FINANCE Minister Brian Lenihan is to take a vice-like grip on Irish banks when the Credit Institutions (Stabilisation) Bill is passed into law.

Lenihan’s banking bill is tough but comes too late

The bottom line is that the banking crisis has cost up to €50bn, of which €35bn is going to cover the massive losses built up by Anglo. The rest is tied up in AIB and the other banks.

AIB has to raise another €9.8bn over the next few months and Bank of Ireland has to raise €2.2bn to bring them into line with tougher capital guidelines.

In future, for every €100 lent, the banks will have to set aside €12 in reserves.

As a result of the tougher capital guidelines AIB will probably end up 100% in state ownership and the new bill allows for that.

Bank of Ireland is 36% owned by the state but should remain independent.

Four of the Irish banks, including Anglo and Irish Nationwide, are now effectively nationalised.

EBS may be sold over the next few months, however, with Irish Life & Permanent or Cardinal Asset Management group in the race to buy the building society.

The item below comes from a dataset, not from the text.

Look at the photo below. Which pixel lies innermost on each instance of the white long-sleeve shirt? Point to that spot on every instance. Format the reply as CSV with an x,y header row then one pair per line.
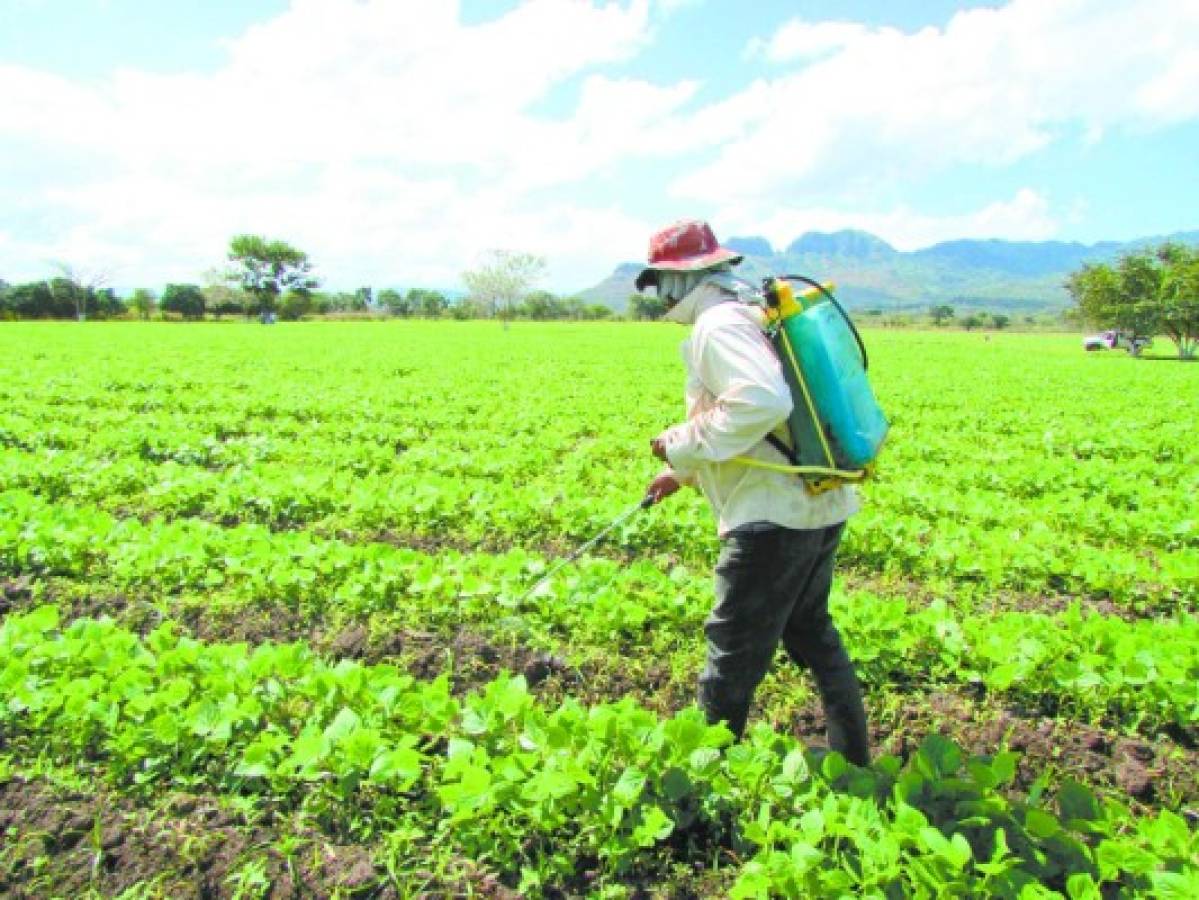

The new bill allows the Government to wind up Anglo and Irish Nationwide. The Anglo name should be gone in the first quarter of 2011 while Irish Nationwide is also headed for oblivion.

This bill reflects a very significant change in approach to the banking crisis.

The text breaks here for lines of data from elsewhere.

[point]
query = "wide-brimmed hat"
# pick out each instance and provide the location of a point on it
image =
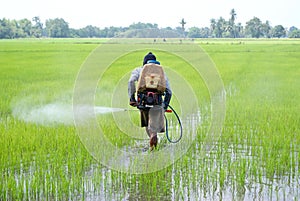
(148, 57)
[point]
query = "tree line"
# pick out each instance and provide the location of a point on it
(219, 28)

It followed a visit by Brian Lenihan to Brussels, in mid September, to discuss the twin strategy of a good bank and a bad bank for Anglo.

It was made clear at that meeting that neither the EU nor the ECB wanted any further messing around with Anglo.

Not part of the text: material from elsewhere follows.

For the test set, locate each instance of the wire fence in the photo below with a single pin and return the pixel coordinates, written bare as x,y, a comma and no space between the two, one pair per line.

The ECB was perturbed that the banks were still dictating the pace and that the lunatics were in effect still running the asylum.

In response, the minister has taken serious power into his own hands — too much according to the opposition parties — through the bill which has the imprint of the IMF/EU bailout on it.

Under the terms of the bill, the minister can force the banks to sell assets in order to shrink them to manageable size.

It’s a move to ensure they can never again trade themselves into a position that undermines the solvency of the state.

Even as the state bailed out the banks, it failed to impose some of the key changes it had sought.

It failed to have an outside chief executive appointed and had to accept Colm Doherty taking charge of AIB.

He had been boss of the group’s capital markets operations. Doherty has since gone and has yet to be replaced.

Meanwhile, the €40m bonuses to Doherty’s former colleagues in the capital markets division was mooted and the new outside executive chairman David Hodgkinson, was powerless to halt that move.

In a key move the bill addresses that issue and the minister has power to appoint outside executives off his own bat to any of the banks if he dislikes how they are being run.

Overall, the bill reflects badly on the Government’s previous handling of this crisis and the bill was too late.

Tougher moves against the banks were needed sooner.

The catalogue of events and the way the banks drip- fed the minister the bad news, shows this Government wasn’t up to the task.